Migo, Mayes and Montaldi (2012) describe the dual process of recollection versus familiarity in contextual cueing, where recollection occurs when a stimulus cues recall of details linked to a specific target in a previous encounter. Familiarity, on the other hand, is explained as a sense of having had prior exposure to a stimulus without recalling any associated details from prior exposure, namely without binding between the target and the original contextual cue. They describe above-threshold familiarity as involving a conscious feeling of memory to a degree that cannot be equated with “unconscious” memory for a stimulus even if that feeling is very weak (Joordens, Wilson, Spalek, & Pare, 2010) . The findings related to false alarms for CE in the present study could be viewed as some kind of “unconscious” familiarity that misled participants when familiar context appeared with new context.
Familiarity context effect was not directly examined in the current study because an evaluation of familiarity, recollection and binding processes between targets and contexts must involve a comparison of the re-pair (manipulating an old different context) and new/none conditions in recognition as was described in the multifactorial model of context effect (see Vakil et al., 2007 ).
This pattern was displayed only when long exposure time was given, but was not displayed for incongruent contexts, thereby suggesting that incongruent irrelevant contexts at encoding diminished not only CE hit rates but also false alarms. This supports our assumption (in line with the “overshadowing hypothesis”) that allocating more attention resources to target stimuli in the Encoding phase at the expense of focusing on context stimuli, given longer exposure time and irrelevant context stimulus, results in fewer CE false alarms as well.
An important finding in the present study was that CE was affected by the congruency at the encoding phase. Incongruent contexts seemed to interrupt performance while judging targets’ gender at the encoding phase. These incongruent contexts became irrelevant and distracting, thereby reducing CE in recognition.
One of the methodological limitations of this study is that word frequency was not equated using a formal statistical Hebrew language word frequency database.

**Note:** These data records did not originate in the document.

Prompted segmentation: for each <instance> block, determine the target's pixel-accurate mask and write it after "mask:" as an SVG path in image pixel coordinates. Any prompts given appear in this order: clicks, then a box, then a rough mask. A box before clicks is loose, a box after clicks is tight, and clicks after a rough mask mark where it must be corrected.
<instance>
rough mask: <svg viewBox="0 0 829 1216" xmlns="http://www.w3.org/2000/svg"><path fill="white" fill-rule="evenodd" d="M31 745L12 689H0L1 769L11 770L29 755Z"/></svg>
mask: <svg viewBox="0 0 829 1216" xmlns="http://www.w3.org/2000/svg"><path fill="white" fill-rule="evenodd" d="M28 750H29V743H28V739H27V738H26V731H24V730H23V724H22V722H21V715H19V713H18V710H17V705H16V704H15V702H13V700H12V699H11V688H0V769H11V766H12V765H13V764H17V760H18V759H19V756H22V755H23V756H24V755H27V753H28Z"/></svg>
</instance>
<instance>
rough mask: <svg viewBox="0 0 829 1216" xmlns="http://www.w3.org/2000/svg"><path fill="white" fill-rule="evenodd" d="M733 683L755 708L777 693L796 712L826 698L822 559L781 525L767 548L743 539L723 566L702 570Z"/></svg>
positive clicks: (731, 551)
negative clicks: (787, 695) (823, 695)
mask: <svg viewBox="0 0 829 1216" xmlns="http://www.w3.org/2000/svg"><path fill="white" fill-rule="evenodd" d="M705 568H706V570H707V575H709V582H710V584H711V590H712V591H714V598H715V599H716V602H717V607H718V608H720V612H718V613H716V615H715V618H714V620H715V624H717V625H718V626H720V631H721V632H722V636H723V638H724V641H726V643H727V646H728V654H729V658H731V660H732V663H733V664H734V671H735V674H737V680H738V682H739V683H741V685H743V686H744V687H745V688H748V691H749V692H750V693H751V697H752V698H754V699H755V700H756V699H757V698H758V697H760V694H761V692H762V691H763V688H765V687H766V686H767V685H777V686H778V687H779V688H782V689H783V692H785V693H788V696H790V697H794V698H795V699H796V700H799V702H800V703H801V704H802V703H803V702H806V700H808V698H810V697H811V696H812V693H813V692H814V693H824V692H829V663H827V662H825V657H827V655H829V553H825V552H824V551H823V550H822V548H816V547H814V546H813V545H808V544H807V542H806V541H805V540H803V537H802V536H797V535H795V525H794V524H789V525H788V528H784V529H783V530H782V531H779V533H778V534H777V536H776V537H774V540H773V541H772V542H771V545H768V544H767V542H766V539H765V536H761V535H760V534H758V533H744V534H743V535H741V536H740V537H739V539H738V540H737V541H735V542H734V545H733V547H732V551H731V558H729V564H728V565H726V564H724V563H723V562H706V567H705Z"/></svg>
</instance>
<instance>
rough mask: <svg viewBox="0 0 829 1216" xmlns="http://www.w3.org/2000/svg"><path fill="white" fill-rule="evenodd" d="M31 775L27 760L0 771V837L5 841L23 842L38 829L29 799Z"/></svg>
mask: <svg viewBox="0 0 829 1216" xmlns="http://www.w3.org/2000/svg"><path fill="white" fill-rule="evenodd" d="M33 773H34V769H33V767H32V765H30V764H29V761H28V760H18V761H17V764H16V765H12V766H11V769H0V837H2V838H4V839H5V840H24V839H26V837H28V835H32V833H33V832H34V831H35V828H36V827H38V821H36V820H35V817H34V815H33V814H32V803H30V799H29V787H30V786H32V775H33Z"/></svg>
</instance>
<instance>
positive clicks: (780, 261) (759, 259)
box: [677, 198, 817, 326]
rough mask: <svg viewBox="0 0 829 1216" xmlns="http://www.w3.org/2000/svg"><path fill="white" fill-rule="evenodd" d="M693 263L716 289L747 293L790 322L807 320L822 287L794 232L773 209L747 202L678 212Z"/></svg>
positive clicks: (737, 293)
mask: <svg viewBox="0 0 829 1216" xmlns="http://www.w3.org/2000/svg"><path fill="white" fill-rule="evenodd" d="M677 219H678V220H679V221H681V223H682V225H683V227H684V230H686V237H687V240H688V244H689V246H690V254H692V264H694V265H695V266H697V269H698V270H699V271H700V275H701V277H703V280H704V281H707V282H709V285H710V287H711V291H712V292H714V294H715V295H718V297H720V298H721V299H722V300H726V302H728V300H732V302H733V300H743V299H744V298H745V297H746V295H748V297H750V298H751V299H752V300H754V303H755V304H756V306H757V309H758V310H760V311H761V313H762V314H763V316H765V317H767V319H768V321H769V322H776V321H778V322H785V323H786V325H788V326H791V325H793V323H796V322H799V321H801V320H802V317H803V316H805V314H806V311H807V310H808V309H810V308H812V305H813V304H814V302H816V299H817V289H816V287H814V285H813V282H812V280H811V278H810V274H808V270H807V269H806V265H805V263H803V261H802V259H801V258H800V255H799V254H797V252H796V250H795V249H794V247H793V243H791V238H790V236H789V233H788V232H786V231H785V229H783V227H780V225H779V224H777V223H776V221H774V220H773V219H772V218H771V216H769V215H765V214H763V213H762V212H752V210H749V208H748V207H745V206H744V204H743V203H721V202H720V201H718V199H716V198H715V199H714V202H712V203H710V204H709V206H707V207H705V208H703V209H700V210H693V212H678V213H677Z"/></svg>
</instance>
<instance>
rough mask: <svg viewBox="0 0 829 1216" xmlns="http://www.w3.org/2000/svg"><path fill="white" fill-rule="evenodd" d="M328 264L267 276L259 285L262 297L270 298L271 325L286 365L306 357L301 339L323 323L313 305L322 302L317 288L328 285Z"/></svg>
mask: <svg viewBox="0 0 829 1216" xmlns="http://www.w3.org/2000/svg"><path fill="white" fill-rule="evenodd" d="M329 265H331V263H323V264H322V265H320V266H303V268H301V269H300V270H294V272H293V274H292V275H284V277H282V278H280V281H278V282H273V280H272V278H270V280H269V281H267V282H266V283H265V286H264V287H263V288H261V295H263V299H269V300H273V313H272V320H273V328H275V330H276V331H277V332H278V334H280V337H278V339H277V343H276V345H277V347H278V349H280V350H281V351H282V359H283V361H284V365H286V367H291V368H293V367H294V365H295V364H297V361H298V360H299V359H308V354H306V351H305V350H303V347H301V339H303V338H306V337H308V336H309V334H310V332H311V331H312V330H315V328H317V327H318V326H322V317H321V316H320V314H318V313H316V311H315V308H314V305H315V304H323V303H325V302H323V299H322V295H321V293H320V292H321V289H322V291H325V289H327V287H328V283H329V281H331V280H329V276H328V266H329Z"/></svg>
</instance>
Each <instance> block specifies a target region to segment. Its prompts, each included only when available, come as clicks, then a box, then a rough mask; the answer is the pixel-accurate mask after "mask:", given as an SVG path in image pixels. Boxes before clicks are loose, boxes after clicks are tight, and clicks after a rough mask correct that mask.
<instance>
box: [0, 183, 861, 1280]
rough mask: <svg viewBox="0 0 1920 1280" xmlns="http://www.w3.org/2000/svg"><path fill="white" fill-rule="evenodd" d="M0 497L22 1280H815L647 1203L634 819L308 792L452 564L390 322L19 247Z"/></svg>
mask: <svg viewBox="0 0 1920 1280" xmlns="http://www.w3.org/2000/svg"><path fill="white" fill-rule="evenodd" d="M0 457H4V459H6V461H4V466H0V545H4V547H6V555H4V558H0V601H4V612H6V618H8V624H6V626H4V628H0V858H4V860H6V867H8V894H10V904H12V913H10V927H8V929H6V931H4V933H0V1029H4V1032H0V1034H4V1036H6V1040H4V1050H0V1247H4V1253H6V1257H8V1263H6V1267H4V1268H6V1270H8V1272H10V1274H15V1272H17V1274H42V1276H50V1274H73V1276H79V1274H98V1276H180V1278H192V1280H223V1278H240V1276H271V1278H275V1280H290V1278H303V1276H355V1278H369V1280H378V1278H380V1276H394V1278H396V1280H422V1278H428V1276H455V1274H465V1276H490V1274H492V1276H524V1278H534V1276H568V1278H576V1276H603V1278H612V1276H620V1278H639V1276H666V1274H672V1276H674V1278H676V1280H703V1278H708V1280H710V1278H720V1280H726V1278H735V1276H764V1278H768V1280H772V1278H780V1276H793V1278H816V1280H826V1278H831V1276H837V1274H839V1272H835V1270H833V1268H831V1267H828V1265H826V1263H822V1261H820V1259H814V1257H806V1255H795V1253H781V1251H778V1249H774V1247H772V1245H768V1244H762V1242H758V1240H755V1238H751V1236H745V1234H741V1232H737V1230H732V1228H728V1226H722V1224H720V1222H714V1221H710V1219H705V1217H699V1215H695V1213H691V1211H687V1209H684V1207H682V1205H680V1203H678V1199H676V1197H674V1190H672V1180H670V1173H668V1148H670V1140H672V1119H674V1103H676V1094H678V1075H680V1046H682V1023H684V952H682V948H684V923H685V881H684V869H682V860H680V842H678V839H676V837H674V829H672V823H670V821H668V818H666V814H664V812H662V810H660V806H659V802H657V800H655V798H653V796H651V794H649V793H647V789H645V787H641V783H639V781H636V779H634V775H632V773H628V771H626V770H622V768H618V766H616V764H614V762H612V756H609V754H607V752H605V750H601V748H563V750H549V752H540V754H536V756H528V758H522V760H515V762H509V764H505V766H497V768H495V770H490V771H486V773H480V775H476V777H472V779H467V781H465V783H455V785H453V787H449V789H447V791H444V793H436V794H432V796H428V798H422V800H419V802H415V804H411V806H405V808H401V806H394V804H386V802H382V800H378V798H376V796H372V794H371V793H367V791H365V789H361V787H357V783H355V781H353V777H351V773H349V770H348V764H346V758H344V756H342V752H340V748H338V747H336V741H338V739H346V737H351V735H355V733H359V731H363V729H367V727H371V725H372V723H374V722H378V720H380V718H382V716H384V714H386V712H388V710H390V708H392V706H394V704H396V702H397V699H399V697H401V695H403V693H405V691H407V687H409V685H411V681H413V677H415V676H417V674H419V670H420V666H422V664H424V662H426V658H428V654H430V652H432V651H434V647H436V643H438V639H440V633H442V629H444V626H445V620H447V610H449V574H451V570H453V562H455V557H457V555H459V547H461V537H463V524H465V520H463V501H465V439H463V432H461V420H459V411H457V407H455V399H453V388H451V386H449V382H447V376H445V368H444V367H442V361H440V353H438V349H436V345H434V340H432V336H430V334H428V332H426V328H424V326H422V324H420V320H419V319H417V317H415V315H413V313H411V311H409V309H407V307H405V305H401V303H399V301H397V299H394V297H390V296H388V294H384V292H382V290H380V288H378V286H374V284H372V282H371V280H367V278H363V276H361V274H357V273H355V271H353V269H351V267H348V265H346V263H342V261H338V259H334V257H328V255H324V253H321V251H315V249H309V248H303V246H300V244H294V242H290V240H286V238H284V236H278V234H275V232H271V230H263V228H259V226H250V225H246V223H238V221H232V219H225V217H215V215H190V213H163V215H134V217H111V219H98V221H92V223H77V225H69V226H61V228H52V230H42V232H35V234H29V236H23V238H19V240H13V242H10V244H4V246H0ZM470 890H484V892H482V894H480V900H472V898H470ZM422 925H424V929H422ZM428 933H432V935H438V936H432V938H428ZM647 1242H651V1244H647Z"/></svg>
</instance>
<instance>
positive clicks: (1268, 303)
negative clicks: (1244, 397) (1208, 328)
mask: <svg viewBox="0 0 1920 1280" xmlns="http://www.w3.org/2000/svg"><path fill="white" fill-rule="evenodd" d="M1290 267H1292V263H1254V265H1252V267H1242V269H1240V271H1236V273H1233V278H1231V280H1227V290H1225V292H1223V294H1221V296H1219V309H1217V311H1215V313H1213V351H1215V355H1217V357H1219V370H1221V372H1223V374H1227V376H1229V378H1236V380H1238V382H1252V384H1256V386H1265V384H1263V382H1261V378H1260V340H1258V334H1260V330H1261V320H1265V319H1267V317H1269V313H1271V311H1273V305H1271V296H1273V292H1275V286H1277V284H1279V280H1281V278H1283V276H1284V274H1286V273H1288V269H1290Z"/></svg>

In future research it is also recommended to consider a cognitive load hypothesis to make sure that participants did not have to elaborate two words in the T-T condition instead of only one word in the T-C condition. However, even if the cognitive load was higher for the T-T condition, this would not be enough to explain the differences in context effect, given that the findings of better general target recognition in the T-C condition as compared with the T-T condition was affected by both context type and congruency.
In summary, this study sheds light on the interaction between the various factors at encoding that affect the emergence of CE-exposure time, congruence between the stimuli, and the differential attention allocated to each stimulus. When target stimuli receive sufficient attention, as was shown for the long exposure time, these targets may overshadow the effect of the contextual cues, therefore weakening the emergence of CE (see Smith & Vela, 2001 ). However, when target stimuli received little attention, as was shown for the short time exposure, contextual cues became more relevant in determining the emergence of CE.
Conflict of Interest
We would like to declare that there is no conflict of interest in the manuscript.